KESENJANGAN PENDAPATAN


Ada sejumlah cara untuk mrngukur tingkat kesenjangan dalam distribusi pendapatan yang dibagi ke dalam dua kelompok pendekatan, yakni axiomatic dan stochastic dominance. Yang sering digunakan dalam literatur adalah dari kelompok pendekatan pertama dengan tiga alat ukur, yaitu the generalized entropy (GE), ukuran atkinson, dan koefisien gini.

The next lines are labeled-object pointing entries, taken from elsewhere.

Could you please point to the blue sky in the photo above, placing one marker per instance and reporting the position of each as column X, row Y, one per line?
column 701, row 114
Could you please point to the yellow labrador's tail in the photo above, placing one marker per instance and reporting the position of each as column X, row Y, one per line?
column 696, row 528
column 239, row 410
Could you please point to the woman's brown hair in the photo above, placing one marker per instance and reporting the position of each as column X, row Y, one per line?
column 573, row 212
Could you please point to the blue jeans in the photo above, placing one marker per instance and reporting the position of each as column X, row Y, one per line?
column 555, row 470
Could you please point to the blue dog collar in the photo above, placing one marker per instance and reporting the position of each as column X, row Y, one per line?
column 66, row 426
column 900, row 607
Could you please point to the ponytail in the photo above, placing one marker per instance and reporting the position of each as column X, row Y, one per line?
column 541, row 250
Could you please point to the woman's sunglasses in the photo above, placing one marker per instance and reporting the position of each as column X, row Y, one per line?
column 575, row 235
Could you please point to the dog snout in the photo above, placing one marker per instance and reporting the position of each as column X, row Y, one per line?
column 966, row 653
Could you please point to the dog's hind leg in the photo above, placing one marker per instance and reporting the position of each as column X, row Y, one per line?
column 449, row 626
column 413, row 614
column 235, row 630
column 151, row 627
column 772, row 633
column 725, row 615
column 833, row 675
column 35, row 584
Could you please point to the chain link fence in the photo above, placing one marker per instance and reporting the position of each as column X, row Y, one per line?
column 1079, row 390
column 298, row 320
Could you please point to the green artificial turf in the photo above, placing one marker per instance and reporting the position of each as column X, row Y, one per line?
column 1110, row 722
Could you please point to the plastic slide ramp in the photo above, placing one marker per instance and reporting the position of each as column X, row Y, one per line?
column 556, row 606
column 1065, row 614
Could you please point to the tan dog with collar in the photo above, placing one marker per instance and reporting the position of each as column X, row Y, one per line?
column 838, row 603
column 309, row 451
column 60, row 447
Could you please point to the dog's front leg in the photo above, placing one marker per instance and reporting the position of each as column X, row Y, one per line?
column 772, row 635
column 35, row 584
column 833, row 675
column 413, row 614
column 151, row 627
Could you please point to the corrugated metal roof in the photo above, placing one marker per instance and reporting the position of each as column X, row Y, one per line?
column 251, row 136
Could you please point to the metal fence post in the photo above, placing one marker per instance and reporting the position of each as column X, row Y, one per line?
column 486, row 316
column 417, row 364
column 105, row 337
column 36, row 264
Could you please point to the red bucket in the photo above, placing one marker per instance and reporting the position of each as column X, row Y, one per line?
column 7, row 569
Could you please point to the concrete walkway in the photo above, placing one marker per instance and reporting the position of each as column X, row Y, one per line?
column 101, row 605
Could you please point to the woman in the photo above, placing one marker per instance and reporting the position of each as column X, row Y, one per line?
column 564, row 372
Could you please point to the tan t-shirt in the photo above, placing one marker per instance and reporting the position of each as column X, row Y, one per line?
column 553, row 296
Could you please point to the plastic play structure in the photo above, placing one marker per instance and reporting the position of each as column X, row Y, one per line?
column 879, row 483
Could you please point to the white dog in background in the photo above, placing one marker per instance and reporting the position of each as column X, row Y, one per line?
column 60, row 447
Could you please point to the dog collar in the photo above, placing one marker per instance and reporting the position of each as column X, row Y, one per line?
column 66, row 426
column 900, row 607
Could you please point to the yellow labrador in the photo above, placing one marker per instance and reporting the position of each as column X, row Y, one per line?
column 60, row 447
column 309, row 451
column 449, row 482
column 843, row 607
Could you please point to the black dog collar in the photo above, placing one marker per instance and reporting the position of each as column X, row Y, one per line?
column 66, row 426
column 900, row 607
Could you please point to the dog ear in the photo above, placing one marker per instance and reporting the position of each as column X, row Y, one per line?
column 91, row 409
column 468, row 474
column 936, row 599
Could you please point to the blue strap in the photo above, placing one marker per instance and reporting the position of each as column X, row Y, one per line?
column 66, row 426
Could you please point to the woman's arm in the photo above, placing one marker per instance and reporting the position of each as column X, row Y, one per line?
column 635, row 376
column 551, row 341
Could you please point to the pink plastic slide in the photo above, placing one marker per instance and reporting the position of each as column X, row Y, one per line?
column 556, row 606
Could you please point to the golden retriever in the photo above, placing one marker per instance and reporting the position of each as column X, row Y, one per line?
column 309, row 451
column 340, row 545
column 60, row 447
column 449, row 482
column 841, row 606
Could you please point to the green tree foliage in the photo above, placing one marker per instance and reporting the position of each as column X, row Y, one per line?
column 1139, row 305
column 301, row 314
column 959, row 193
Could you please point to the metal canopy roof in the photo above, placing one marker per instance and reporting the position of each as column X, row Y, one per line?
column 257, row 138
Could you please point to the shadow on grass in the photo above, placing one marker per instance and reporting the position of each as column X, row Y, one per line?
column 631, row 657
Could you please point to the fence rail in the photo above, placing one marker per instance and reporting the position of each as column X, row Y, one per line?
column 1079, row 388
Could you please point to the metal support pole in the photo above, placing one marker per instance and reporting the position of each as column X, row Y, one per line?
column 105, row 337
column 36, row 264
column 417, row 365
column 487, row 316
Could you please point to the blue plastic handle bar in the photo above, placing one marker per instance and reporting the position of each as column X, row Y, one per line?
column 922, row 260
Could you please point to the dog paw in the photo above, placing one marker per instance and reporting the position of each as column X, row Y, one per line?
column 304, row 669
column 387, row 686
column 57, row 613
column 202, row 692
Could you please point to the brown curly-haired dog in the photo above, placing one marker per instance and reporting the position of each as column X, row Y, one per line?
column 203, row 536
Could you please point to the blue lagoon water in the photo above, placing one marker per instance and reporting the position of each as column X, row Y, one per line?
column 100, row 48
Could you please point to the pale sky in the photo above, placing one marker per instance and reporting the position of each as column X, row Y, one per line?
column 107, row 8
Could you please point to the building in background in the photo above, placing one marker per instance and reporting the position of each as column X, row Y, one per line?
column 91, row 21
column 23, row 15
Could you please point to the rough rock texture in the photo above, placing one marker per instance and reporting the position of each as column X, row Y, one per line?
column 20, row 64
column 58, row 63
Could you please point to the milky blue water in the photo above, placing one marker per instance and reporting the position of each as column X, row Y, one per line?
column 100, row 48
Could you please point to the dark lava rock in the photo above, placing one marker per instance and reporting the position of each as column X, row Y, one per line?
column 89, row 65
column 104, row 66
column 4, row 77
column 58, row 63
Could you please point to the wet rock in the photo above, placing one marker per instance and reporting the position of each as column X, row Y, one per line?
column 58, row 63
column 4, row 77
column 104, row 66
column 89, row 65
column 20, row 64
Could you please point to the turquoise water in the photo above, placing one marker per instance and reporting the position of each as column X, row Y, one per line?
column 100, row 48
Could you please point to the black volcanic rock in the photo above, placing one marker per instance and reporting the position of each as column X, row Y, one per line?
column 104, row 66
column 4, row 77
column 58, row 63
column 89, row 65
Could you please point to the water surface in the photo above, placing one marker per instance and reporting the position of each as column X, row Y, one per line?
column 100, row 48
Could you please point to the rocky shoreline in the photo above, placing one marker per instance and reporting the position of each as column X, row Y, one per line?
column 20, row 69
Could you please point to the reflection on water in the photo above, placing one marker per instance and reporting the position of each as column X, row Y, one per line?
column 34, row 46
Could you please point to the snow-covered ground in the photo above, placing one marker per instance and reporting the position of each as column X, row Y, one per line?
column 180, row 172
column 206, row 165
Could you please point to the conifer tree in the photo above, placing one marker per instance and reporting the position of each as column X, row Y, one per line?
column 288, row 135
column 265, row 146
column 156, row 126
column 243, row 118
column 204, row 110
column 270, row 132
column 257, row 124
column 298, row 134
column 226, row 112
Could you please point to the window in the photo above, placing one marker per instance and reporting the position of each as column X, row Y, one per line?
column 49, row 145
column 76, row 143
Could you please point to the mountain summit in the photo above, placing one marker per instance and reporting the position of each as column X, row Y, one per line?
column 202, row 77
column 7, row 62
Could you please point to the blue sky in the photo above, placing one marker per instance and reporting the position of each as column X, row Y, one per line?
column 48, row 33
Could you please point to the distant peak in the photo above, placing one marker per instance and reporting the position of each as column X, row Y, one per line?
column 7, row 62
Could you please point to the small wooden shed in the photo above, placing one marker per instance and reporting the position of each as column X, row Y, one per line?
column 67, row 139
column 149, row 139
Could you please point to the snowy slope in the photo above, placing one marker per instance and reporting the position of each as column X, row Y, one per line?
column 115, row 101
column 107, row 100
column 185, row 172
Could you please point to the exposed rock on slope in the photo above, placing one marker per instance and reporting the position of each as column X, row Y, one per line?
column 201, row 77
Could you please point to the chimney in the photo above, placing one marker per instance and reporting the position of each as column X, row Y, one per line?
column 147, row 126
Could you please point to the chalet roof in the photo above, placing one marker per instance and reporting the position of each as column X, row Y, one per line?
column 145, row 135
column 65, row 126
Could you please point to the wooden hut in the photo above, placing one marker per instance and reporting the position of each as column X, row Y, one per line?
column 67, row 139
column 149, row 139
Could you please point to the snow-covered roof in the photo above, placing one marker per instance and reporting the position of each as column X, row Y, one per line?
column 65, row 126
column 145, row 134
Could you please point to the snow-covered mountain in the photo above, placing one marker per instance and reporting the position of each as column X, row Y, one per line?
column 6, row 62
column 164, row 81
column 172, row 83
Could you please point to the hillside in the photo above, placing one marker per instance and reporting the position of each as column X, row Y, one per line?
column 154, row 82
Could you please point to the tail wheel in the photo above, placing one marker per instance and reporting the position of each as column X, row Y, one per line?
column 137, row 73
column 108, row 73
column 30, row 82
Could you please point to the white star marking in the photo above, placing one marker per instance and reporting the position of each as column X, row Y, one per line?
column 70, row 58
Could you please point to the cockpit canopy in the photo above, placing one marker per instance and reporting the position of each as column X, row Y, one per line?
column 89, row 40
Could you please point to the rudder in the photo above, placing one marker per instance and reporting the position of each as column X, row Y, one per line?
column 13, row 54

Yang paling sering dipakai adalah koefisien gini. Nilai koefisien gini berada pada selang 0 sampai dengan 1. Bila 0 : kemerataan sempurna (setiap orang mendapat porsi yang sama dari pendapatan) dan bila 1 : ketidakmerataan yang sempurna dalam pembagian pendapatan.0
Kurva Lorenz, Kumulatif presentase dari populasi, Yang mempunyai  pendapatan
Ide dasar dari perhitungan koefisien gini berasal dari kurva lorenz. Semakin tinggi nilai rasio gini, yakni mendekati 1 atau semakin jauh kurva lorenz dari garis 45 derajat tersebut, semakin besar tingkat ketidakmerataan distribusi pendapatan.
Ketimpangan dikatakan sangat tinggi apabilai nilai koefisien gini berkisar antara 0,71-1,0. Ketimpangan tinggi dengan nilai koefisien gini 0,5-0,7. Ketimpangan sedang dengan nilai gini antara 0,36-0,49, dan ketimpangan dikatakan rendah dengan koefisien gini antara 0,2-0,35.
Selain alat ukur diatas, cara pengukuran lainnya yang juga umum digunakan, terutama oleh Bank Dunia adalah dengan cara jumlah penduduk dikelompokkan menjadi tiga group : 40% penduduk dengan pendapatan rendah, 40% penduduk dengan pendapatan menengah, dan 20% penduduk dengan pendapatan tinggi dari jumlah penduduk. Selanjutnya, ketidakmerataan pendapatan diukur berdasarkan pendapatan yang dinikmati oleh 40% penduduk dengan pendapatan rendah. Menurut kriteria Bank Dunia, tingkat ketidakmerataan dalam distribusi pendapatan dinyatakan tinggi, apabila 40% penduduk dari kelompok berpendapatan rendah menerima lebih kecil dari 12% dari jumlah pendapatan. Tingkat ketidakmerataan sedang, apabila kelompok tersebut menerima 12% sampai 17% dari jumlah pendapatan. Sedangkan ketidakmerataan rendah, apabila kelompok tersebut menerima lebih besar dari 17% dari jumlah pendapatan.

III. KESIMPULAN

Kemiskinan dan kesenjangan pendapatan merupakan masalah yang sulit dipecahkan terutama negara yang pendapatan per kapitanya berada dibawah termasuk Indonesia.Penyebab dari kemiskinan tersebut diantaranya pengangguran. Dalam hal ini kita harus bertindak untuk menanggulangi kemiskinan dengan cara menciptakan lapangan pekerjaan, membantu secara langsung kepada orang miskin. Dan dengan tindakan tersebut kemiskinan dapat diatasi.